Accurate identification of the boundaries of organs or abnormal objects (e.g., tumors) in medical images is important in surgical planning and in the diagnosis and prognosis of diseases. In this study, we propose a deep learning-based method to segment lung areas in chest X-rays. The novel aspect of the proposed method is the self-attention module, where the outputs of the channel and spatial attention modules are combined to generate attention maps, with each highlighting those regions of feature maps that correspond to “what” and “where” to attend in the learning process, respectively. Thereafter, the attention maps are multiplied element-wise with the input feature map, and the intermediate results are added to the input feature map again for residual learning. Using X-ray images collected from public datasets for training and evaluation, we applied the proposed attention modules to U-Net for segmentation of lung areas and conducted experiments while changing the locations of the attention modules in the baseline network. The experimental results showed that our method achieved comparable or better performance than the existing medical image segmentation networks in terms of Dice score when the proposed attention modules were placed in lower layers of both the contracting and expanding paths of U-Net.

Keywords:

deep learning; medical image; attention module; image segmentation; lung segmentation

1. Introduction

Various studies on medical imaging using deep learning that combine medical imaging with image classification, detection, and segmentation have been conducted recently [1]. For example, ChexNet [2], which was developed by a Stanford University research team, demonstrated faster and more accurate identification of 14 chest X-ray-detectable diseases compared to specialists. In January 2020, DeepMind proposed an artificial intelligence model for breast cancer diagnosis. The model outperformed existing breast cancer diagnosis models by decreasing the false positive and false negative ratios by 3.5% and 8.1%, respectively, thus showing a lower breast cancer misdiagnosis rate than that of doctors [3]. Image segmentation is invaluable because it can distinguish specific interest areas by drawing boundary lines in an input image and identifying diseases by segmenting organs and tumors in medical images. For instance, Li et al. recently proposed a method that automatically identifies cardiomegaly by the cardiothoracic ratio, which is determined automatically using the image segmentation results of the lung and heart [4]. In such automatic disease identification systems, the performance of disease diagnosis is dependent on the image segmentation performance.

Deep learning is a type of feature learning that extracts and learns features from input images. Several researchers have constructed deep networks with considerable depths to extract meaningful features. In the ImageNet Large Scale Visual Recognition Challenge 2015, ResNet [5] triumphed with a top-five test error of 3.567% in the image classification division by using a network structure with a 152-network depth, which is eight times deeper than that of VGGNet [6]. By applying the residual module to a deep network, ResNet achieved a high top-five error performance that was 3.7% higher than that of VGGNet.

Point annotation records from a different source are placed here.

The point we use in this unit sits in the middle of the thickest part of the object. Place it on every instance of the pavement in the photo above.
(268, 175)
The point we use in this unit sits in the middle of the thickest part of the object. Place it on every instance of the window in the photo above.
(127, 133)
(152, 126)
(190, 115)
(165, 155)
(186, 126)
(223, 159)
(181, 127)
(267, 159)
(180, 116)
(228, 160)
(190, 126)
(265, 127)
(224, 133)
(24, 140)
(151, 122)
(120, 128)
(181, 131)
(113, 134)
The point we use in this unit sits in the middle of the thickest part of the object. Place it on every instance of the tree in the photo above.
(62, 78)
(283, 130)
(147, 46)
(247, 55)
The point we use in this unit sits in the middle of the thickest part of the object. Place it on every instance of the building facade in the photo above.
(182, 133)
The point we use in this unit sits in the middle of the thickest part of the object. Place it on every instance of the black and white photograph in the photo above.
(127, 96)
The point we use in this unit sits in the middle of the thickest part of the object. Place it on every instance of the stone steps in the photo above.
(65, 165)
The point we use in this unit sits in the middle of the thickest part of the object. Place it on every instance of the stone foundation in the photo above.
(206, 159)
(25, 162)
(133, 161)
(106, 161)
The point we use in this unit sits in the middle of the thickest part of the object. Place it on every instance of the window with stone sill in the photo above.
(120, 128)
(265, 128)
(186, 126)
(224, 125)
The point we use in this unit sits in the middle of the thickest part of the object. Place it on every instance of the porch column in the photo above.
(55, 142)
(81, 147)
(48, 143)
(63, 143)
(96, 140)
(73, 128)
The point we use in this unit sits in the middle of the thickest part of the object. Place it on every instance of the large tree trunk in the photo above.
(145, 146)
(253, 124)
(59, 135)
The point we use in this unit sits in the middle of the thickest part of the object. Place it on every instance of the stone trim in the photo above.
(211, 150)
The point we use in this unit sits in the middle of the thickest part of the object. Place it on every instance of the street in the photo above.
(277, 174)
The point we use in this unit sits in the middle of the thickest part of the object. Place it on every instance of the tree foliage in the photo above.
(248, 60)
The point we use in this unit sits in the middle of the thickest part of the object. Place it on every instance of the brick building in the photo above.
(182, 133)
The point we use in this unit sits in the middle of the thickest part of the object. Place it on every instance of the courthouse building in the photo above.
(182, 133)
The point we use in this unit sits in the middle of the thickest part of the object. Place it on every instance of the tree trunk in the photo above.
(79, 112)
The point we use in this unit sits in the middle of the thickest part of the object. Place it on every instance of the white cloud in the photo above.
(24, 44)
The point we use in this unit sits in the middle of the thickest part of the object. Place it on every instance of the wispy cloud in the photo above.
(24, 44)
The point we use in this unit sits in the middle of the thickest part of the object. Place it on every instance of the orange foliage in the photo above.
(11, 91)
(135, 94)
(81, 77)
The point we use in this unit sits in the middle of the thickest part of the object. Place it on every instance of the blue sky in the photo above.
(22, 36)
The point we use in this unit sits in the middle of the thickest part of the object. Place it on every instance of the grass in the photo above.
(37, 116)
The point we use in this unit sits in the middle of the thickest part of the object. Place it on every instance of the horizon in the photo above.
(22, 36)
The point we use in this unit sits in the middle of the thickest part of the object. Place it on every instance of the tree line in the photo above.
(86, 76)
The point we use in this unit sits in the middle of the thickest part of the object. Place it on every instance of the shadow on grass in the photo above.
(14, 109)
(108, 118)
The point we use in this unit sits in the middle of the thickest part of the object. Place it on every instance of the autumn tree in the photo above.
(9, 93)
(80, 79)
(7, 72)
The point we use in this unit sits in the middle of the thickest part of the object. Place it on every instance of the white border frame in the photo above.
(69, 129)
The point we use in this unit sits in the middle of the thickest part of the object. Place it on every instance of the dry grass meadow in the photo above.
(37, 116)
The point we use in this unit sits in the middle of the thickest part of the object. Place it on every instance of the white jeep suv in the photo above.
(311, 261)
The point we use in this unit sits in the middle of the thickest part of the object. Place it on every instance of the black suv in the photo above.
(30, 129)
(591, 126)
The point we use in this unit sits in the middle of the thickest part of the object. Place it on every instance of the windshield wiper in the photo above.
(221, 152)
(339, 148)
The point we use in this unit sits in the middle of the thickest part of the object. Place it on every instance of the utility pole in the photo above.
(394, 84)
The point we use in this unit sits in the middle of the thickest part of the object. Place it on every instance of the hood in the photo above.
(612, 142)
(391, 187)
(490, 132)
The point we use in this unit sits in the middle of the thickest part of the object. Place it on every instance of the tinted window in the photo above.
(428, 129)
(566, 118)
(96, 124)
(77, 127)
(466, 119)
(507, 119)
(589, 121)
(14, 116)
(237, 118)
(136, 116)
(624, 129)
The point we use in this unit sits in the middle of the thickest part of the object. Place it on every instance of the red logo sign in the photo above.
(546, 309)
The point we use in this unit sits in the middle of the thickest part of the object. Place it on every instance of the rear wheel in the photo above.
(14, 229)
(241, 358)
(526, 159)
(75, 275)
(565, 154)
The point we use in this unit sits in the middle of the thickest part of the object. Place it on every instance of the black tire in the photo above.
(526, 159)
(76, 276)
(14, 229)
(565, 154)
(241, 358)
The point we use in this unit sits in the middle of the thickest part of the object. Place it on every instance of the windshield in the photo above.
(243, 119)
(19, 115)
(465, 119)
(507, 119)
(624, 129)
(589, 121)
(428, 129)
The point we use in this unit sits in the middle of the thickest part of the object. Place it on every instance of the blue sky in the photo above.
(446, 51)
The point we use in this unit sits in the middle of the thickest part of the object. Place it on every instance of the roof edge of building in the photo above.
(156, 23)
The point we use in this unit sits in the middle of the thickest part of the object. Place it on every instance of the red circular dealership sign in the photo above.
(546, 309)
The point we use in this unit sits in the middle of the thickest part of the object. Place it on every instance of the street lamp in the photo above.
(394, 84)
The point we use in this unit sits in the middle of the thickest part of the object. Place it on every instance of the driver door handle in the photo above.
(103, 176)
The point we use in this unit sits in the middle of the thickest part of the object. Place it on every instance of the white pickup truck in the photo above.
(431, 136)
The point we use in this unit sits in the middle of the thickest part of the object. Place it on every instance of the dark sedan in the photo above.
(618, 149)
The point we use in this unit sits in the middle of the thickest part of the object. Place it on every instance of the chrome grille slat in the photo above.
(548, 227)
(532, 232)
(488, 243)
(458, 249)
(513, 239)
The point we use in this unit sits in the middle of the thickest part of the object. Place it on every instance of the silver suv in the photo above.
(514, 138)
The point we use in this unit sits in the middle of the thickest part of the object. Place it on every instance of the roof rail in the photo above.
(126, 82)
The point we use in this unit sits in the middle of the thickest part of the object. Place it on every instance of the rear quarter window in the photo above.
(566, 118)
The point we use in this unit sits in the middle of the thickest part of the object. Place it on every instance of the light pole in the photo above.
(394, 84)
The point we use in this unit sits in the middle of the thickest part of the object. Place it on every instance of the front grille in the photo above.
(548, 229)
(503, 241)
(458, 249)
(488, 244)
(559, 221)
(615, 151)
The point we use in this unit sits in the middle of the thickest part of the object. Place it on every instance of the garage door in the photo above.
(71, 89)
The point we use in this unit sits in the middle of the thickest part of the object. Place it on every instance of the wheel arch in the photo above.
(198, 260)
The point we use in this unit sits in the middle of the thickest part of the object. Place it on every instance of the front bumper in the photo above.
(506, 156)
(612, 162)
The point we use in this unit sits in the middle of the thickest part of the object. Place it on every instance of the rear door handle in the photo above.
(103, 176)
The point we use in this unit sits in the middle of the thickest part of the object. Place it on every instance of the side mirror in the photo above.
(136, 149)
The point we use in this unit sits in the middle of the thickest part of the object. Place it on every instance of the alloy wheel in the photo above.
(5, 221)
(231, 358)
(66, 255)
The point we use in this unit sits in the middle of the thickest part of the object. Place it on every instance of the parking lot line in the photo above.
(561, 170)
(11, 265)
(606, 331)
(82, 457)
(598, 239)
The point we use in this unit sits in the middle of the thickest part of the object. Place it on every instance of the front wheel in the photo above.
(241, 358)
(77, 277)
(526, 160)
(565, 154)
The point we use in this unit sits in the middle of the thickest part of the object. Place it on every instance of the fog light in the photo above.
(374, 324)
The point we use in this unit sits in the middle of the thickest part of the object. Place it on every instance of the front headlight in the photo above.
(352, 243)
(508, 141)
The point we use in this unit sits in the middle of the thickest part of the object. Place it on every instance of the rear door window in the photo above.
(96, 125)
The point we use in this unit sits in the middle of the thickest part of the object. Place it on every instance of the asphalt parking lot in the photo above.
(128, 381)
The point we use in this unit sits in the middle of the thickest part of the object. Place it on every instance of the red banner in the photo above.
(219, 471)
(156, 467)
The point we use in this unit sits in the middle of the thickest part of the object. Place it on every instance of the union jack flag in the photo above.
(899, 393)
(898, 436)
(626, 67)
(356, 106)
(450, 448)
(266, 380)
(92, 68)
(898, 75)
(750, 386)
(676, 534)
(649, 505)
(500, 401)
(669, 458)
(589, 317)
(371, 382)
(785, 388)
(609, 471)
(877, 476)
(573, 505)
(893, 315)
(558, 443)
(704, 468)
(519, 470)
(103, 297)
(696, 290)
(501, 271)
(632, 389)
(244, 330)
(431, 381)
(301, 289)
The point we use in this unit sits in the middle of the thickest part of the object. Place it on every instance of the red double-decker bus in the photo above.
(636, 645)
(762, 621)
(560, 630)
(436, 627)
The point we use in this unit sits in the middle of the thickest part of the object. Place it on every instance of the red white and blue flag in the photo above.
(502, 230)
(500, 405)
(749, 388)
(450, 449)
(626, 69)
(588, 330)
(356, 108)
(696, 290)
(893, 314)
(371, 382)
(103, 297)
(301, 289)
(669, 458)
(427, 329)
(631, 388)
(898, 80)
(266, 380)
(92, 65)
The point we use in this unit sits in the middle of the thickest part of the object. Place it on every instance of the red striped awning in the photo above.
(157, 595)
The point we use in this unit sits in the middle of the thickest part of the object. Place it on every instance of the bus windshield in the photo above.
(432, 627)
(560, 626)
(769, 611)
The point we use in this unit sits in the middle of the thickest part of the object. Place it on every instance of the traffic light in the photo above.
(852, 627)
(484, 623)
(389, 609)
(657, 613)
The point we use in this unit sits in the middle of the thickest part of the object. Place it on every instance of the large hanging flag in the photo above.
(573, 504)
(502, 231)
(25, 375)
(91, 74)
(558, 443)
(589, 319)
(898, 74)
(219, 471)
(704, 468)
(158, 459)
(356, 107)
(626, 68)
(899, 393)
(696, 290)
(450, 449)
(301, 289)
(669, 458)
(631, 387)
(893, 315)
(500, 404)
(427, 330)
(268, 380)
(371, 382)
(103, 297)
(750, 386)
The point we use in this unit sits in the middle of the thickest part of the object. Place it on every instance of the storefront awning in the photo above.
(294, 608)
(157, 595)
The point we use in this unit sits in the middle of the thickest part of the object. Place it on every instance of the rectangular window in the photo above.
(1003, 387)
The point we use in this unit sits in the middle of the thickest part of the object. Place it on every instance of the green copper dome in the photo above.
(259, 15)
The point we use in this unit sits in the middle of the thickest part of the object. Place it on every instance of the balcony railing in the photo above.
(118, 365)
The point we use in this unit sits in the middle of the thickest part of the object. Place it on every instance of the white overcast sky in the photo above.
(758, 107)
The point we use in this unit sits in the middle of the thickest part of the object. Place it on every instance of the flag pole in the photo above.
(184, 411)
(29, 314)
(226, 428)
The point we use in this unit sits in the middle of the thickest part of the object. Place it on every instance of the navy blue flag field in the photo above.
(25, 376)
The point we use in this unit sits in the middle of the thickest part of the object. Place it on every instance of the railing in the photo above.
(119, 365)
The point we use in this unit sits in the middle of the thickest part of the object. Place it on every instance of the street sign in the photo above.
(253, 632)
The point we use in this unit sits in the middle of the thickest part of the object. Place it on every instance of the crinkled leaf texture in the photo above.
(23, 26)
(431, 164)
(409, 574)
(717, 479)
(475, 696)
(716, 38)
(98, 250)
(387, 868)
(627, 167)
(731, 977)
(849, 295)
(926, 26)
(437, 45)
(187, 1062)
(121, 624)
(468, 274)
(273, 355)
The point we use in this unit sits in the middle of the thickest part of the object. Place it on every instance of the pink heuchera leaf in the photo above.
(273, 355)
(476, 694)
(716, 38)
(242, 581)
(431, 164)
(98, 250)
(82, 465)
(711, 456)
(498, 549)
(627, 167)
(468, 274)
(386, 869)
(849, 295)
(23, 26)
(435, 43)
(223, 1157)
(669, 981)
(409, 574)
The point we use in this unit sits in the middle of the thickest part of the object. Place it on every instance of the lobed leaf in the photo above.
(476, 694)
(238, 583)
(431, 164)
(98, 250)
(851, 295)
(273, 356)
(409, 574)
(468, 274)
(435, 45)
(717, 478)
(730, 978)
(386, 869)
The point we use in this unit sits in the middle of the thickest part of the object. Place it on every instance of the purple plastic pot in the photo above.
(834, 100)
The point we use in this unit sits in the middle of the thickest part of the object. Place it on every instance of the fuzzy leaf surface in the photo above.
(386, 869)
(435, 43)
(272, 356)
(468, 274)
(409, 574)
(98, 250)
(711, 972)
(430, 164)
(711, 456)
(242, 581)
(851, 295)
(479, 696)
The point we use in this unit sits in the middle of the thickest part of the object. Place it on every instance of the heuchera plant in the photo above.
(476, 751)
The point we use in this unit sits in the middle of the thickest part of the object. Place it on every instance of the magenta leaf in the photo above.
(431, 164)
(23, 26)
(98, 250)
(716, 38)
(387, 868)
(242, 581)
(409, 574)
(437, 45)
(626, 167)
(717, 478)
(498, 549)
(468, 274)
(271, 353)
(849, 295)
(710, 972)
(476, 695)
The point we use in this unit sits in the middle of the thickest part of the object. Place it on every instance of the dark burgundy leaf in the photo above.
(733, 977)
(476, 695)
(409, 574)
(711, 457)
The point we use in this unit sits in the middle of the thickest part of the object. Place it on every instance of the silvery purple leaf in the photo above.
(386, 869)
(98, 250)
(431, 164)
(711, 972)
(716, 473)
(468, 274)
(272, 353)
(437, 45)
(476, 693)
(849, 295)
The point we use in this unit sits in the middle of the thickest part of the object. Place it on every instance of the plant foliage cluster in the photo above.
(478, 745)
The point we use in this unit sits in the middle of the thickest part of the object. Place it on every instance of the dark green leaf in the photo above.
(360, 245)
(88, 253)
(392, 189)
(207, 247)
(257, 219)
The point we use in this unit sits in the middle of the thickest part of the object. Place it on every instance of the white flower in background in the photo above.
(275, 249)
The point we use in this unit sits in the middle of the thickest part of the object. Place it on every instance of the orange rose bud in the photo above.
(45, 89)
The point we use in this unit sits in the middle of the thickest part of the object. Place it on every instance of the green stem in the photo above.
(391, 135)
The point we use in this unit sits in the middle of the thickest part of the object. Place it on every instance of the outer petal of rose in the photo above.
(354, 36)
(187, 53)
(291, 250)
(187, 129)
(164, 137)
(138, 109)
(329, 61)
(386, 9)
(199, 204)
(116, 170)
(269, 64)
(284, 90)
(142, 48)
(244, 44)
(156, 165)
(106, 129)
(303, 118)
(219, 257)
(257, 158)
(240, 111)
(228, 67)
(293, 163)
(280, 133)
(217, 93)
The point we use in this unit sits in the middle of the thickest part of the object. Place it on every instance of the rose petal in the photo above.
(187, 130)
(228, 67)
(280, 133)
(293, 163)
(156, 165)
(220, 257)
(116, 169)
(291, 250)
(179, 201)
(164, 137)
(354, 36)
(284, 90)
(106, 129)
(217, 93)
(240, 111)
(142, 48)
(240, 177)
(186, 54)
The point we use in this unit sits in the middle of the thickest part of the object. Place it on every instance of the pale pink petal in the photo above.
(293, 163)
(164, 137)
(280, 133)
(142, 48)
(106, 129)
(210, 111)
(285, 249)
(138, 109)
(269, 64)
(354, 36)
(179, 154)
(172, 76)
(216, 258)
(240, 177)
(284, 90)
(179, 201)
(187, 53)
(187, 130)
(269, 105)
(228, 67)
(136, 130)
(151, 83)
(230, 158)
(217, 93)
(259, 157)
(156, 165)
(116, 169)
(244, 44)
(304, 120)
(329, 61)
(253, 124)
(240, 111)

However, a deeper network has more learning parameters, resulting in a lower learning speed and higher risk of overfitting. To address this problem, an attention module is being researched [7]. An attention module serves to highlight the values of important features, which are elusive during judgment, by emphasizing important features and removing features unnecessary for learning.

In this study, we propose a deep learning-based method for segmentation of lung areas from chest X-ray images. The novelty of the proposed approach is the self-attention module and its variant (e.g., X-attention module and Y-attention module), which makes use of the channel and spatial attentions that are extracted from the input feature maps. The proposed attention modules were applied to the standard U-Net [8] for validation. U-Net is a deep neural network structure that is frequently used in segmentation of medical images of various modalities such as X-rays, Magnetic Resonance Imaging (MRI), and Computed Tomography (CT). We conducted experiments to investigate the performance of the proposed deep learning-based lung area segmentation method.

In the next section, related works on lung image segmentation are introduced. Section 3 describes the proposed attention modules in detail. In Section 4, the experimental results obtained through a performance comparison of the proposed method with an existing medical image segmentation network are analyzed. Finally, the paper is concluded in Section 5.

2. Related Work

Several studies have been conducted on lung segmentation using conventional image processing techniques such as edge detection, threshold, and clustering [9]. However, the image processing methods have relatively simple algorithms and exhibit poor segmentation performance when the input image contains noise. With the development of deep learning, lung segmentation using convolutional neural networks is being actively researched. Currently, researchers are attempting to enhance lung segmentation performance not only by developing complex image segmentation network structures but also by using various techniques such as attention modules. In particular, the attention mechanism has demonstrated significant performance improvements in many deep learning-based tasks. Therefore, our review focuses on attention-based approaches for segmentation.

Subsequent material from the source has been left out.